Still, immunologists do question the safety of the drugs, especially when Biogen Idec Inc., of Cambridge, Mass., and Elan Corp. plc, of Dublin, Ireland, were forced to suspend marketing in early 2005 of the antibody multiple sclerosis drug Tysabri only three months after receiving marketing clearance in the U.S., due to serious side effects of progressive multifocal leukoencephalopathy. The FDA expects to make a decision late this month as to whether to re-introduce Tysabri to the market. An advisory committee has advocated its return. (See BioWorld Today, March 9, 2006.)

Burnand said monoclonal antibodies, in general, have a good track record, as does the MHRA in regulating clinical trials. Whereas the FDA approved Tysabri based on only one-year data, instead of the two-year data normally required, because of its profound efficacy rates, TGN1412 entered its Phase I study meeting all the same parameters put upon every other drug ready for early clinical trials.

"Clearly, there are lessons to be learned from this," Burnand said. "They will be put into play and clearly adhered to, but we need to make sure we have all of the facts before we decide whether any system needs to change."
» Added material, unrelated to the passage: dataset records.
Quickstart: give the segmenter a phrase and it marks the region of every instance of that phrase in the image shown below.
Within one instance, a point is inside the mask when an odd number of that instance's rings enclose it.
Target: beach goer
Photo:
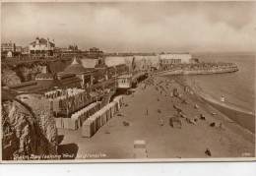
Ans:
[[[163,126],[163,120],[160,119],[160,126]]]

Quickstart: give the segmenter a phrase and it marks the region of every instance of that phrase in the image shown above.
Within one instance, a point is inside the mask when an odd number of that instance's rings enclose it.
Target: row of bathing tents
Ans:
[[[160,54],[156,56],[109,56],[105,57],[104,63],[107,66],[125,64],[128,67],[135,66],[137,69],[160,68],[160,59],[180,59],[181,63],[189,63],[192,59],[190,54]]]

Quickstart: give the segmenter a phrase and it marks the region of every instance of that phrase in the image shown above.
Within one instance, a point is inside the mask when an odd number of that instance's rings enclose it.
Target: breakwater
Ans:
[[[167,75],[206,75],[206,74],[223,74],[237,72],[237,66],[225,67],[225,68],[200,68],[200,69],[173,69],[164,70],[154,73],[158,76],[167,76]]]

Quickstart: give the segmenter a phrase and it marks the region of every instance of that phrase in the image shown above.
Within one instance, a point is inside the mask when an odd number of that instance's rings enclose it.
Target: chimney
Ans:
[[[39,37],[38,37],[38,36],[36,36],[35,43],[36,43],[36,44],[39,44]]]

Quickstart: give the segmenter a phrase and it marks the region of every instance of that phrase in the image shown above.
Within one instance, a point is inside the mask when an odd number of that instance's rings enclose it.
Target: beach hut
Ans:
[[[135,158],[147,158],[146,142],[144,140],[134,141],[134,157]]]
[[[181,129],[181,121],[177,116],[169,117],[169,125],[176,129]]]

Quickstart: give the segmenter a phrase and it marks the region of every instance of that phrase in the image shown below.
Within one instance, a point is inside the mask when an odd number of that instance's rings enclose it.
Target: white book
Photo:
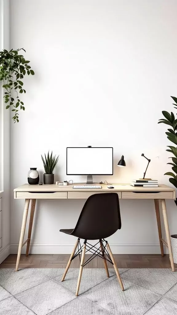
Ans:
[[[132,181],[135,183],[158,183],[157,180],[153,179],[133,179]]]
[[[144,184],[143,183],[131,183],[130,184],[131,186],[133,186],[135,187],[158,187],[158,185],[156,184]]]

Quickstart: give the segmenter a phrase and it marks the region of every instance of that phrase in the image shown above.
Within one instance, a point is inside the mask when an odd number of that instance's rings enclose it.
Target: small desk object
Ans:
[[[14,189],[14,199],[25,199],[15,271],[17,271],[18,270],[21,249],[26,243],[26,256],[28,255],[36,199],[87,199],[94,194],[117,192],[119,199],[154,199],[161,255],[162,256],[164,255],[163,246],[164,244],[168,249],[172,269],[173,271],[174,271],[165,203],[165,199],[175,198],[174,189],[165,185],[159,185],[158,187],[134,187],[129,185],[116,184],[112,184],[114,188],[112,190],[108,188],[107,185],[102,185],[102,188],[100,189],[74,189],[72,188],[73,185],[57,186],[54,184],[39,186],[26,184]],[[82,183],[74,185],[82,185]],[[28,238],[24,242],[30,200],[31,203]],[[159,207],[160,202],[162,208],[167,242],[162,238],[162,235]]]

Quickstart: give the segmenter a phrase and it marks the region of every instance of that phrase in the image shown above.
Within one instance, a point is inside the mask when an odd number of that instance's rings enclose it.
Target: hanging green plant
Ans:
[[[3,87],[5,90],[3,97],[6,108],[12,109],[14,114],[12,119],[14,123],[19,122],[19,108],[23,111],[25,109],[24,104],[19,96],[19,93],[26,93],[22,81],[24,76],[26,73],[28,75],[34,74],[33,70],[29,65],[30,61],[26,60],[23,55],[19,55],[18,52],[22,49],[26,52],[24,48],[16,50],[11,49],[9,51],[4,49],[0,52],[0,81],[3,81]],[[16,93],[17,101],[11,96],[13,89]]]

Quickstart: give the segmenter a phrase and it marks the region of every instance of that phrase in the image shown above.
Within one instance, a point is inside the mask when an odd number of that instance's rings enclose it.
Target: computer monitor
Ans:
[[[113,175],[113,148],[67,148],[66,174],[87,175],[89,184],[92,175]]]

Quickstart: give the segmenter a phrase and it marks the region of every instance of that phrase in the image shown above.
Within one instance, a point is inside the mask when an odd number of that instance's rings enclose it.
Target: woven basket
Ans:
[[[177,234],[170,236],[172,252],[175,264],[177,264]]]

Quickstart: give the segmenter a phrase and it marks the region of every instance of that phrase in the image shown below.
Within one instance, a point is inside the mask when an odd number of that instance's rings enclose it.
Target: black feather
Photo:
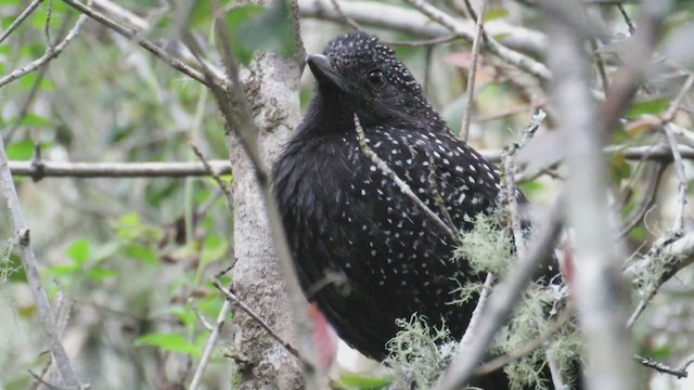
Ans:
[[[433,326],[445,321],[460,339],[475,302],[449,304],[454,280],[485,275],[453,261],[452,239],[363,154],[354,115],[369,147],[437,213],[440,194],[462,232],[496,205],[494,166],[451,133],[375,37],[339,36],[308,63],[317,91],[273,170],[305,292],[347,343],[371,358],[385,358],[395,320],[414,312]]]

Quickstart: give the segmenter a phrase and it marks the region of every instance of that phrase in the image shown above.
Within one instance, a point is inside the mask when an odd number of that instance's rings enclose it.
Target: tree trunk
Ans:
[[[261,54],[244,75],[246,93],[260,133],[258,143],[270,167],[282,143],[299,120],[298,65],[274,54]],[[267,212],[254,169],[234,136],[230,136],[233,171],[233,287],[282,338],[294,340],[294,322],[277,263]],[[242,389],[299,389],[297,360],[245,313],[233,320],[234,348],[243,358]]]

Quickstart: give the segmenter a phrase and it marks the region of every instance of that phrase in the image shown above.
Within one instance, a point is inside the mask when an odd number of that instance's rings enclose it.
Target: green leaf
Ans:
[[[177,334],[156,333],[139,337],[134,340],[137,347],[151,346],[157,347],[166,351],[175,351],[182,353],[196,353],[197,348],[188,342],[183,336]]]
[[[124,253],[127,257],[139,260],[143,263],[156,264],[157,262],[156,251],[144,245],[136,243],[127,244],[124,248]]]
[[[247,65],[253,57],[253,47],[242,43],[236,30],[248,21],[262,14],[265,9],[258,4],[246,4],[227,12],[227,27],[231,34],[231,49],[240,63]]]
[[[242,64],[250,62],[254,51],[274,52],[285,57],[294,54],[292,23],[285,1],[274,0],[267,11],[241,24],[237,24],[237,17],[232,18],[235,23],[228,17],[228,24],[236,24],[235,28],[231,28],[232,46]]]
[[[13,142],[5,148],[11,160],[28,160],[34,156],[34,143],[29,139]]]
[[[82,265],[89,260],[89,256],[91,253],[91,244],[89,239],[82,238],[73,243],[67,250],[65,250],[65,255],[73,259],[75,265]]]
[[[17,84],[21,89],[29,91],[34,88],[34,83],[36,83],[37,77],[38,74],[36,72],[31,72],[22,76],[20,81],[17,81]],[[55,86],[53,84],[53,82],[51,82],[51,80],[43,77],[41,78],[41,81],[39,81],[39,89],[43,91],[52,91],[55,89]]]
[[[87,278],[94,282],[101,282],[114,276],[118,276],[118,273],[113,270],[94,266],[87,271]]]
[[[0,244],[0,283],[26,283],[26,273],[22,266],[22,259],[12,251],[12,240]]]
[[[77,268],[75,268],[75,264],[53,265],[53,266],[48,269],[48,272],[51,275],[55,275],[55,276],[69,276],[69,275],[74,274],[75,271],[77,271]]]
[[[509,10],[504,9],[491,9],[485,13],[485,22],[493,21],[496,18],[502,18],[509,16]]]
[[[371,377],[365,375],[347,373],[343,374],[339,377],[339,385],[348,388],[348,389],[358,389],[358,390],[378,390],[383,389],[386,386],[390,385],[393,381],[391,378],[387,377]]]
[[[612,155],[609,158],[609,168],[613,182],[618,182],[631,177],[631,166],[622,155]]]
[[[91,255],[95,261],[102,261],[116,255],[119,250],[120,250],[120,244],[115,240],[112,240],[104,245],[94,247],[92,249]]]
[[[211,21],[214,16],[209,0],[195,0],[195,5],[191,10],[190,26],[200,27],[202,24]]]
[[[670,98],[655,98],[635,102],[627,108],[625,117],[637,119],[643,115],[656,115],[663,113],[670,104]]]
[[[27,113],[20,123],[26,127],[44,127],[53,125],[50,119],[33,113]]]

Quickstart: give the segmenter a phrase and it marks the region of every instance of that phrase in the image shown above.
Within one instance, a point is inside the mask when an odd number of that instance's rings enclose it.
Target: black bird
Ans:
[[[340,338],[374,359],[386,356],[395,320],[415,312],[430,325],[445,320],[460,339],[476,302],[449,304],[459,287],[454,278],[485,275],[453,261],[450,235],[364,155],[354,117],[368,146],[440,214],[439,194],[462,232],[494,207],[496,168],[451,133],[377,38],[343,35],[307,61],[316,94],[273,169],[305,294]]]

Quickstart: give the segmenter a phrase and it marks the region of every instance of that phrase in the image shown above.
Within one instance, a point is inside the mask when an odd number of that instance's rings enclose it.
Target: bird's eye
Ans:
[[[374,87],[381,87],[385,81],[383,78],[383,73],[378,69],[369,72],[369,76],[367,77],[369,79],[369,83],[371,83]]]

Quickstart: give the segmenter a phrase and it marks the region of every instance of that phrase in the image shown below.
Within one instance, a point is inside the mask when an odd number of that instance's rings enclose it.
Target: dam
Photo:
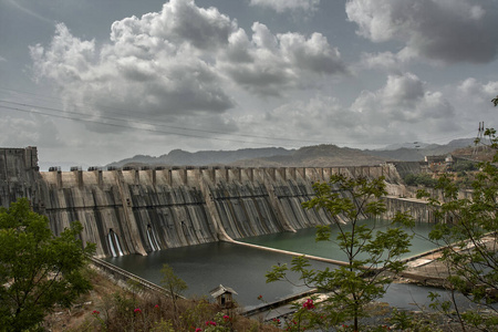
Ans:
[[[406,165],[404,165],[406,168]],[[416,167],[409,166],[409,167]],[[320,211],[301,204],[313,197],[312,184],[332,174],[384,176],[390,218],[409,210],[416,219],[434,217],[409,189],[394,163],[355,167],[240,168],[145,167],[40,172],[37,147],[0,148],[0,206],[27,197],[34,211],[49,217],[55,235],[80,220],[83,242],[96,256],[147,256],[170,248],[297,231],[328,225]]]

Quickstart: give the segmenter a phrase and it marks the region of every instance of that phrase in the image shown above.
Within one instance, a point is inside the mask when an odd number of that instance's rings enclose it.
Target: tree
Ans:
[[[160,274],[163,274],[160,284],[169,291],[169,295],[172,297],[173,301],[173,309],[176,312],[176,301],[178,300],[179,295],[188,288],[187,283],[178,276],[176,276],[173,271],[173,268],[168,264],[163,264]]]
[[[0,324],[6,331],[37,328],[54,305],[69,308],[91,289],[83,268],[95,247],[83,248],[73,222],[55,237],[28,199],[0,208]]]
[[[496,131],[487,128],[485,136],[490,148],[498,151]],[[498,162],[497,153],[494,162]],[[440,196],[430,196],[425,190],[417,194],[428,199],[443,221],[434,227],[429,238],[444,247],[440,260],[447,266],[452,293],[460,292],[480,304],[476,310],[463,311],[454,297],[452,301],[439,302],[432,295],[434,307],[455,311],[464,331],[468,325],[484,330],[498,325],[498,310],[489,305],[498,298],[498,168],[490,162],[479,166],[471,181],[471,197],[460,197],[458,186],[447,176],[440,177],[436,186]],[[479,308],[486,308],[488,314]]]
[[[336,269],[312,270],[304,257],[294,258],[290,270],[300,274],[304,284],[317,288],[329,297],[315,303],[317,310],[326,313],[330,324],[353,320],[359,331],[359,319],[365,317],[365,307],[385,293],[392,277],[404,269],[398,258],[408,252],[411,236],[400,227],[380,230],[377,219],[386,208],[382,196],[386,195],[384,178],[347,178],[332,175],[329,183],[313,185],[315,197],[303,204],[307,209],[324,209],[332,217],[332,225],[319,226],[317,241],[330,240],[331,228],[339,230],[335,239],[347,259]],[[363,219],[370,218],[367,222]],[[397,214],[395,221],[413,219]],[[267,282],[286,280],[287,264],[274,266],[267,273]]]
In the meantime, the six men who participated in the trial are being treated with therapies aimed at the immune system, said Ganesh Suntharalingam, clinical director of intensive care at Northwick.

The hospital is doing its best to treat the patients considering the "unique set of circumstances," he said. "We are also collaborating closely with colleagues in the UK and overseas to draw on the skills of other specialists."

Late in the day Wednesday, TeGenero issued this final statement: "There is no further human testing of TGN1412 being pursued."